Reich helped pioneer minimalism, a compositional style dominated by repetitive phrases arranged in a kind of grid and offset by slow-to-congeal, often hidden, melodies. In minimalism, the harmonic ripples are few and far between. And they don’t always resemble those of most classical music—when chords change in Reich’s works, it feels like a massive ocean liner is slowly changing course. Originally a Cornell philosophy major, Reich became intrigued by tape manipulation while he was in college. His early works utilized multiple tape machines to explore the concept of “phasing,” in which sounds that start out together gradually drift out of sync, forming unexpected polyrhythms. Soon after, Reich began to work with live instruments. He studied drumming in Africa, wrote a piece for four hands clapping, and eventually developed the juxtaposed patterns and crystalline sonic scheme (mallets against flute and bass clarinet, vocal percussion against strings against piano) of Music for 18 Musicians, which premiered in 1976.

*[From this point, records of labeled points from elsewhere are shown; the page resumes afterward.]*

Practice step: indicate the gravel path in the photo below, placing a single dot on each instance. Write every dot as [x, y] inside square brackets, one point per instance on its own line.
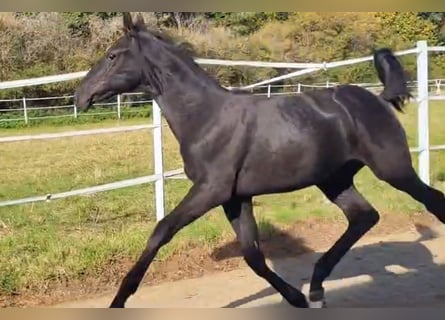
[396, 271]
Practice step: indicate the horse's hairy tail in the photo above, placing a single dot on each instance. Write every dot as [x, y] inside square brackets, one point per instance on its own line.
[392, 75]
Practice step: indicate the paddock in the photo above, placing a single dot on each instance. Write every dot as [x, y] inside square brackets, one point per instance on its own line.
[161, 175]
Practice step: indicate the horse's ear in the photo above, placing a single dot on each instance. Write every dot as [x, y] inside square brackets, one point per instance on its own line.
[128, 22]
[140, 23]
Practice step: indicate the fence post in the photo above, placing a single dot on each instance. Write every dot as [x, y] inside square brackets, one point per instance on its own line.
[423, 111]
[118, 106]
[25, 110]
[158, 161]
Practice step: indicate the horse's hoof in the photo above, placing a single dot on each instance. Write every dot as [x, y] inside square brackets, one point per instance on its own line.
[317, 304]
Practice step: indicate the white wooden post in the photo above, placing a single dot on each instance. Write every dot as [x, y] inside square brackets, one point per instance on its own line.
[158, 161]
[118, 106]
[25, 110]
[423, 111]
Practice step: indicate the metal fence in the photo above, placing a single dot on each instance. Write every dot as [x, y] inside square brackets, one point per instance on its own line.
[426, 90]
[27, 110]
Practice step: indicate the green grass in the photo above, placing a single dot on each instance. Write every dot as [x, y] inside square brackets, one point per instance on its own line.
[80, 237]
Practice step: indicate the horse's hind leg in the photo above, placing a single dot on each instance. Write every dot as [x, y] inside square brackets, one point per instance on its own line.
[240, 214]
[404, 178]
[339, 188]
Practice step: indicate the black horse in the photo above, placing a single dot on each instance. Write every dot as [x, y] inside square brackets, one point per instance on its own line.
[236, 146]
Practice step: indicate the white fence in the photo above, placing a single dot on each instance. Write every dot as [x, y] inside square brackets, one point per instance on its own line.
[423, 97]
[21, 110]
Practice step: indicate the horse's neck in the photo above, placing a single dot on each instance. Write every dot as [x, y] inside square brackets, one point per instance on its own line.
[189, 107]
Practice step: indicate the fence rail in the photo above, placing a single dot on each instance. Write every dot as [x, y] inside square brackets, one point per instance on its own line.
[117, 108]
[423, 96]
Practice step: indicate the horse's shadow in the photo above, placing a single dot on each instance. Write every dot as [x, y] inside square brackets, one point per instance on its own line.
[389, 273]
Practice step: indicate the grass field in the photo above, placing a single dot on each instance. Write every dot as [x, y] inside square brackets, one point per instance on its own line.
[78, 238]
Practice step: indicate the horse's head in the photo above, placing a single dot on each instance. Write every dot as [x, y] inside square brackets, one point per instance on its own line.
[118, 71]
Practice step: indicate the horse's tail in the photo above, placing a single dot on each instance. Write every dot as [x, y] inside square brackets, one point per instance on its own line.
[392, 75]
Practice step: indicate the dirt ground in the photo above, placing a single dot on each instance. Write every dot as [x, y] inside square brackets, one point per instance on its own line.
[399, 255]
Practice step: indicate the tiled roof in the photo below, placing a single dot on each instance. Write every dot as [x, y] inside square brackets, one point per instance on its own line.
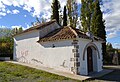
[64, 33]
[39, 26]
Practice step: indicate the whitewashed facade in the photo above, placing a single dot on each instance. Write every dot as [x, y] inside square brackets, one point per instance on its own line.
[68, 55]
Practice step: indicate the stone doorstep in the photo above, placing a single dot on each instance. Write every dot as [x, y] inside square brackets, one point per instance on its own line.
[61, 73]
[100, 74]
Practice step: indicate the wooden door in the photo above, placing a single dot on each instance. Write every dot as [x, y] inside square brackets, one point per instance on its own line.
[89, 60]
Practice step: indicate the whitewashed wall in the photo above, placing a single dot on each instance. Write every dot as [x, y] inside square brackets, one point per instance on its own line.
[28, 50]
[43, 54]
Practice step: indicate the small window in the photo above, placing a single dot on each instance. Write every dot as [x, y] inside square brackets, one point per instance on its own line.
[53, 46]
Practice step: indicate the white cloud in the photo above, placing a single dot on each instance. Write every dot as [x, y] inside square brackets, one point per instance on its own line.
[15, 11]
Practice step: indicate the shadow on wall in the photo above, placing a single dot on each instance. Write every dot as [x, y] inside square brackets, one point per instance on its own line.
[56, 44]
[26, 36]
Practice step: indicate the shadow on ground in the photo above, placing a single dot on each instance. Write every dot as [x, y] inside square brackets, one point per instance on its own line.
[113, 76]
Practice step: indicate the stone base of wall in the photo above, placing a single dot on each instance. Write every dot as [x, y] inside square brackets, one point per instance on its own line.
[5, 58]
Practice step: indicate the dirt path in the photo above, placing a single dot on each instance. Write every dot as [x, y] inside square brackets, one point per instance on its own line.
[113, 76]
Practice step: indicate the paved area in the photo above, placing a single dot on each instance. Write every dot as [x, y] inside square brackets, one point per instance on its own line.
[78, 77]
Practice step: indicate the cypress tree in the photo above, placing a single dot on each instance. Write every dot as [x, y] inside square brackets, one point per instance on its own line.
[98, 27]
[55, 10]
[86, 14]
[64, 17]
[72, 12]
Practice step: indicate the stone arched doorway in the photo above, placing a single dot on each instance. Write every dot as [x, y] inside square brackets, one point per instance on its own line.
[92, 57]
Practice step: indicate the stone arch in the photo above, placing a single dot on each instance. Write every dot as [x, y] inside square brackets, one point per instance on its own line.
[91, 44]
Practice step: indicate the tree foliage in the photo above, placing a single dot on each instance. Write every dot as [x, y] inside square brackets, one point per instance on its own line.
[86, 14]
[6, 41]
[64, 17]
[55, 10]
[72, 12]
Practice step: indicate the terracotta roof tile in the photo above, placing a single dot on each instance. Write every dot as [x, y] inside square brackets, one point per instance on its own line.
[58, 34]
[63, 33]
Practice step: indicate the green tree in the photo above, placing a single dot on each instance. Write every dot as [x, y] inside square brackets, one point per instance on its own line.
[98, 27]
[55, 10]
[64, 17]
[86, 14]
[72, 12]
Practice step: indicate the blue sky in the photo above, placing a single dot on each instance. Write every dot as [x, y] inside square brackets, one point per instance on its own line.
[16, 13]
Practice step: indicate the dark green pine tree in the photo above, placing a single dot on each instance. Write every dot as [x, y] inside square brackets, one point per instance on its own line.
[64, 17]
[98, 27]
[55, 10]
[86, 14]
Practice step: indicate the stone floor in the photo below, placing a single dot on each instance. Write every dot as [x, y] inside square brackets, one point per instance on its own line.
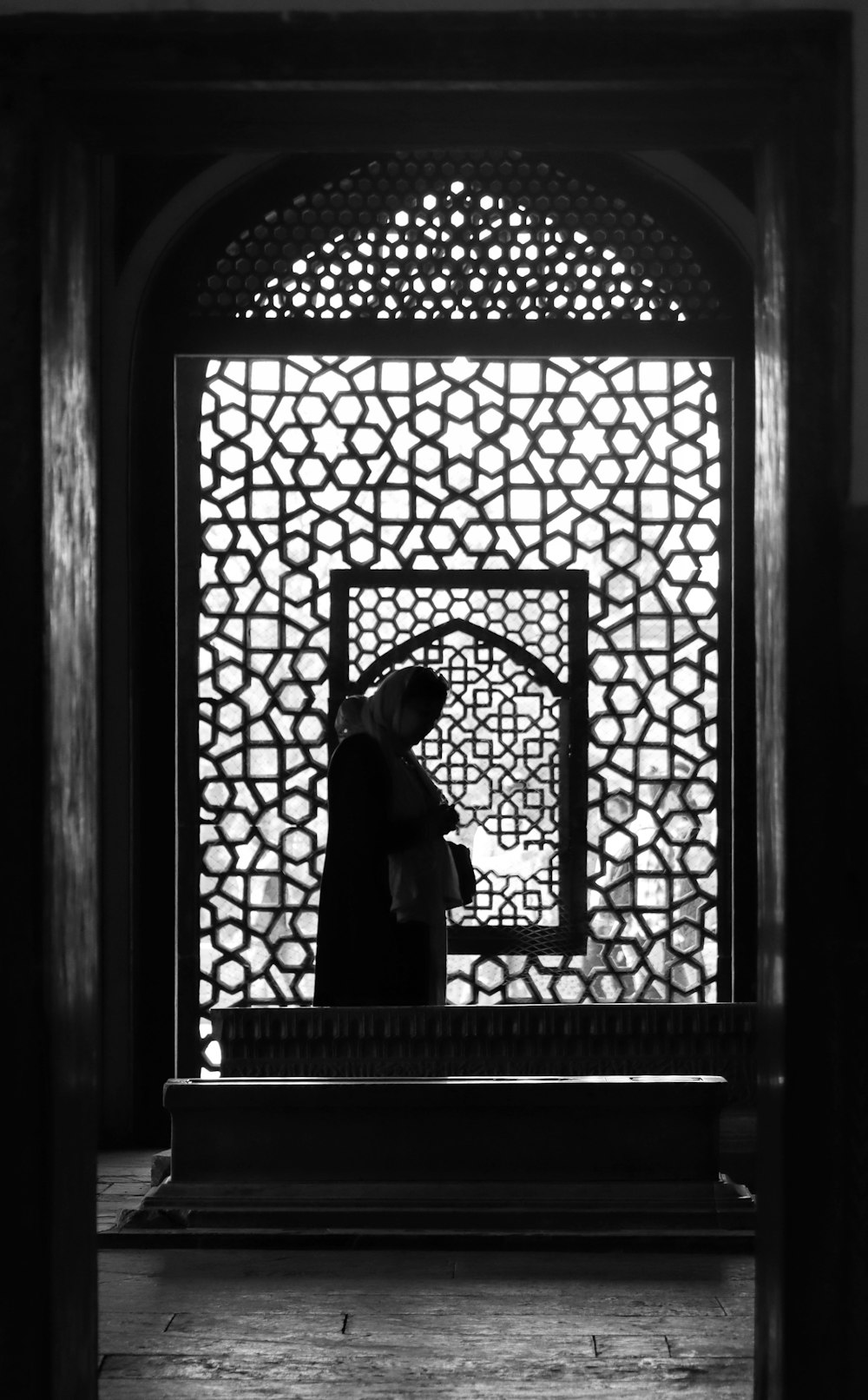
[384, 1324]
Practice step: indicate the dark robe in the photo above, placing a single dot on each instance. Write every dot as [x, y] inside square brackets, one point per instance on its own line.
[365, 958]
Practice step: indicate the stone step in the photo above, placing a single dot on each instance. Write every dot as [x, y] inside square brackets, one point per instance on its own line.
[556, 1154]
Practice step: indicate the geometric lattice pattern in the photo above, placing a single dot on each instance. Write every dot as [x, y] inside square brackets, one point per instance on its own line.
[497, 747]
[486, 237]
[608, 465]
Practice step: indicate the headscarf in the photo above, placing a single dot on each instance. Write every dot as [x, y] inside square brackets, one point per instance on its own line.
[378, 716]
[422, 878]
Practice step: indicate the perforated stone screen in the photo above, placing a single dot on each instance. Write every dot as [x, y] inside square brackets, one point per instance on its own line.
[615, 466]
[422, 235]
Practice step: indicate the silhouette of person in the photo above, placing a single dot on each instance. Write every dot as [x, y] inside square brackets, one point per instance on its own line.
[388, 875]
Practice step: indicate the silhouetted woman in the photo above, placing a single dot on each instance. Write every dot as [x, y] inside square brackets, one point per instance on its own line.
[388, 876]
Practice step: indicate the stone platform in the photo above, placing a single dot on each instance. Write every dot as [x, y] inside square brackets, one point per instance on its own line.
[488, 1155]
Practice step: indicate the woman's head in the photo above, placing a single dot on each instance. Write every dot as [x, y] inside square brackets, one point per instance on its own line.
[409, 703]
[422, 704]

Sometimes built around a single instrument and sometimes made of interlocking parts, the entrancing rhythm of 18 Musicians is its primary attraction. But this pulse isn’t the only thing happening. On top of it, Reich places incongruous, oddly placid textures—sustained notes that hover in a glacial choreography of slow-motion collisions. These give the piece its remarkable contours, moments when the relentless computer-code staccato is transformed by slight but unmistakable traces of messy humanity.
Reich intended the piece for his own ensemble, and never wrote an official note-by-note score. A graduate student at Cornell assembled one, and it served as the “text” for this version, which is more fanciful than Reich’s initial ECM recording.
RELEASED: 1999, RCA Red Seal.
ANOTHER INTERPRETATION: The 1976 ECM recording, with Reich’s ensemble, was the first.